Margie Weiss knows why her sub-10-year-olds can do terrifying stunts. "They're gullible. You can tell 'em anything. They don't shy from danger because they don't know the consequences. As long as what you tell them is what comes true, they believe you."
Yet she also knows the visceral fear of watching a 7-year-old do a flipping dive with her head inches from a high board. She knows because it is her own daughter.
"The scariest moment of my life was taking Genna to the edge of the high board for the first inward one-and-a-half. I could 'spot' for her because she only weighed 45 pounds. She had completed one somersault before my hands were off her. If I'd waited 'til she was older, I wouldn't have been strong enough to be sure it was safe," she said.
Above all, Weiss is determined that her and her husband's family school will be just that -- a place where all 100 children have something of a sense of family, even though Mann and Cassello are the only two who live full time with them.
"I'm adopted," she said. "I know that the mother isn't the one who bore you, but the one who loved you."
It should not be forgotten that perhaps the most fundamental lure of athletics is its harsh, elite and unrelenting difficulty.
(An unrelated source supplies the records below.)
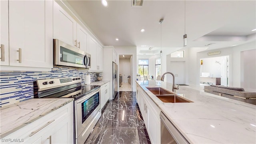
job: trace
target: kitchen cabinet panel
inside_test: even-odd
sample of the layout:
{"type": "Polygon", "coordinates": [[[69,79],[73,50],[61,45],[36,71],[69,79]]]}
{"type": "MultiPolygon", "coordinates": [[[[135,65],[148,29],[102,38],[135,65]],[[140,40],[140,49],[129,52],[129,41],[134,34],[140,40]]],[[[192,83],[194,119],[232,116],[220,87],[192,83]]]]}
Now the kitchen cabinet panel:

The very notion of being a champion has always been tied to the idea of discipline, pain and self-denial.
The Athenian distance runner who ran back from the battle of Marathon dropped dead after delivering his message.
Maybe the most grueling of Olympic sports is outdoor speed skating, where wind-chill factors are often far below zero and frostbit, black toes and frozen lungs are commonplace. No one pays a greater price in pain than speed skaters, those hunched over masochists who often cannot straighten up after a race.
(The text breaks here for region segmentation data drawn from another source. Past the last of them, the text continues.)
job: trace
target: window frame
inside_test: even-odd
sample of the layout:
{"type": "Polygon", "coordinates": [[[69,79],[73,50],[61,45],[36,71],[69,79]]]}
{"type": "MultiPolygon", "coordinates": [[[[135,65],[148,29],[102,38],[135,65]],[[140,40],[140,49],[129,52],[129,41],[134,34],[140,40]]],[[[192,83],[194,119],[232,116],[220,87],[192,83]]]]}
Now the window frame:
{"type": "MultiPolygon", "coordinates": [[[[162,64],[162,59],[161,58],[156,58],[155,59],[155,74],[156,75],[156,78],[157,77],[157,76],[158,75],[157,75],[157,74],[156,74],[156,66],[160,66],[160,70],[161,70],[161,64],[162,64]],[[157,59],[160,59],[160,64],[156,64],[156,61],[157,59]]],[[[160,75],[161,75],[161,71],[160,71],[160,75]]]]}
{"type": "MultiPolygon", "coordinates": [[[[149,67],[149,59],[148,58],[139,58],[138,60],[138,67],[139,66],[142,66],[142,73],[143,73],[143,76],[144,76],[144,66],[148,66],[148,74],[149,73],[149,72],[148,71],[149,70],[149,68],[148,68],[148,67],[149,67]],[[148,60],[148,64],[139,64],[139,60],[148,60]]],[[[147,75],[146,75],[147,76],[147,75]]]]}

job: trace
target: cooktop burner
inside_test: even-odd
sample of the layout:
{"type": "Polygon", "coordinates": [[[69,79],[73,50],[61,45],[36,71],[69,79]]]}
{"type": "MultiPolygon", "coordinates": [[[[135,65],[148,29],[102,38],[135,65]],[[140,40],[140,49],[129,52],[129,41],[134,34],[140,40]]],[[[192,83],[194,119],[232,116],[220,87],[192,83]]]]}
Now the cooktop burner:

"This year, my motivation suddenly reached a new level," said Nancy Swider, a U.S. national team standout who in '76 set a world record in the 3,000 meters.
Others thought Swider was in peak condition. But the 23-year-old decided to lose 18 pounds off an already hard body.
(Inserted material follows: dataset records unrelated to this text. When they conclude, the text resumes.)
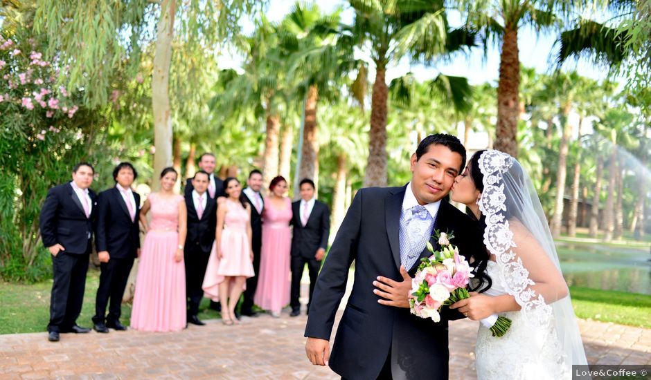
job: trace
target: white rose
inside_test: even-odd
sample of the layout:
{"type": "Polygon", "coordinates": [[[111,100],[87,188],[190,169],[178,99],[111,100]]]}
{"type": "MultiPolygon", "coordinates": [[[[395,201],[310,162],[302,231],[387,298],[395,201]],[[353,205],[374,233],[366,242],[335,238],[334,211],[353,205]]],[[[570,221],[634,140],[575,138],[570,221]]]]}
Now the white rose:
{"type": "Polygon", "coordinates": [[[449,240],[447,240],[447,234],[441,232],[440,236],[438,237],[438,245],[441,247],[444,247],[445,245],[449,245],[449,240]]]}
{"type": "Polygon", "coordinates": [[[423,307],[422,310],[420,311],[420,316],[422,318],[430,318],[434,322],[438,322],[440,321],[440,314],[438,314],[438,312],[436,309],[429,309],[427,307],[423,307]]]}
{"type": "Polygon", "coordinates": [[[450,296],[447,288],[440,284],[434,284],[429,287],[429,296],[437,302],[443,303],[450,296]]]}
"I went off perservatives, additives, canned or processed foods, any kind of junk. If I put something wrong in my mouth, I spit it out.
"I've known for years how I wanted to feel. I've seen it in other people.
It's a look of total purpose and purity. But it's never been me.
"I don't like the word 'religious,' but I think we each have a God-given ability. Just once in my life, if just for a few months for the Olmpics, I want to live at the absolute edge of my potential."
That, at the most idealistic level, is the gist of the Olympics.
In fact, the passion for the Olmypics, the cultivated-psychological need for it, is so great, that, for instance, the U.S. women's volleyball team was profoundly divided and shaken two months ago when, after five years, it was given its first vacation.
"I promised them for years that the day they qualified for the Olympics, they could have a vacation," said Selinger. "A promise is a promise, so I had to give them six weeks off. I just got weak."
"The six weeks was history," said Hyman. "Every other team in the world thought we were nuts. Theory says you can't do it."
Some team members didn't even want their promised vacation. "It was voted on" said Hyman, disapprovingly. "So they took one."
"The sacrifices that an athlete make are always woefully overemphasized," said Brooks Johnson, track coach at Stanford. "An athlete is like the workaholic who says, 'I'm doing all this for my wife and family.' Of course, he's doing it for himself.
"Some sort of psychosis is necessary as a driving force for a great athlete.
The premise of being world champion is that you are not normal. Perhaps you even have to be a little sick," averred Johnson.
"That monomania is necessary. If you don't have it, you can't go the whole way to the top."